What's your diagnosis? >

Diagnosis: Benign paroxysmal positional vertigo

The upbeating and right torsional nystagmus seen in the right Dix-Hallpike position, associated with vertigo, was characteristic of right posterior canal benign paroxysmal positional vertigo (BPPV).

Treatment

The Epley maneuver was performed to treat the posterior canal BPPV. She no longer experienced positional vertigo after that. However, she required vestibular therapy to help with her gait, and reduce the fear she had of moving her head. In addition, I referred her for psychiatric care in view of the severity of her depression. She improved tremendously over the course of 6 months, and she returned to her usual activities.

Discussion

All medical students learn the dictum, “When you hear hoof beats, think horses, not zebras.” It is important to remember that BPPV is the most common cause of vertigo in adults.

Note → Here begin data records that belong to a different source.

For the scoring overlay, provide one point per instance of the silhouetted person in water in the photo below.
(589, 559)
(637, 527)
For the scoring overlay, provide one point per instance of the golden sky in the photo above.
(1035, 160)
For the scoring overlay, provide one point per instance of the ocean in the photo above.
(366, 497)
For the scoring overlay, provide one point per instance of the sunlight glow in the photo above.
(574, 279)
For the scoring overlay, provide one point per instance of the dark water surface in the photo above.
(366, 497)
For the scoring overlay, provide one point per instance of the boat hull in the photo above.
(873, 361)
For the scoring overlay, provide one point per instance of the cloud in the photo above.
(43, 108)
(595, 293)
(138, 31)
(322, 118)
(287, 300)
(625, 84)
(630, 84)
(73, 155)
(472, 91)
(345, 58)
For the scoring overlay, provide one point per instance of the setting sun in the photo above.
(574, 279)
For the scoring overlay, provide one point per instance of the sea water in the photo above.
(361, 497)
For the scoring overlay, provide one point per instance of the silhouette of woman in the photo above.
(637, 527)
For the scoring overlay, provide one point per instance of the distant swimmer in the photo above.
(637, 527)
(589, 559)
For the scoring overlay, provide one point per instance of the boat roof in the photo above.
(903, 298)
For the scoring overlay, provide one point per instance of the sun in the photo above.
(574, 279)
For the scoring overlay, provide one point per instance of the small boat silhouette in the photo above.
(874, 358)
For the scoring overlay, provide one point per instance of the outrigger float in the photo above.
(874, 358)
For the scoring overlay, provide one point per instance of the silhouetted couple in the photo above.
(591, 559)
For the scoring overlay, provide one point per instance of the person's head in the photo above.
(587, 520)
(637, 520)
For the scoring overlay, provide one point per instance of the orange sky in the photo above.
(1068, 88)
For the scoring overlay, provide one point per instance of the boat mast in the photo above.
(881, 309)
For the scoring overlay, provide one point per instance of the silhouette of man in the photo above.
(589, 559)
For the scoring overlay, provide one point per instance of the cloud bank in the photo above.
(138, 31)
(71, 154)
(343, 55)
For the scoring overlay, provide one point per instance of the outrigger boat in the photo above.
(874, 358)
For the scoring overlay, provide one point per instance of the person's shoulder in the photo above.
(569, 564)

While the most typical vertigo experienced by patients with BPPV is a spinning sensation provoked by a specific head movement, a variety of vestibular symptoms may be described. Some patients only report a brief lightheadedness or disequilibrium triggered by a particular head movement, but some may experience more dramatic and severe vertigo. Just like how a specific pain stimulus can be perceived differently, with one patient stoically withstanding it but causing another to wail hysterically, the experience of vertigo varies between patients.

Similar to the patient in this case, BPPV can often affect quality of life, and be accompanied by significant mood disturbances.  Successful treatment of BPPV not only involves the appropriate canalith repositioning maneuver, but may require vestibular therapy and referral to a psychiatrist/psychologist in those with more disabling symptomatology.

Conclusion

BPPV is typically characterized by episodic vertigo triggered by a specific head position. It is essential to recognize BPPV, since misdiagnosis can often lead to unnecessary referrals and investigations, and treatment (ie, canalith repositioning maneuvers) is simple and highly efficacious.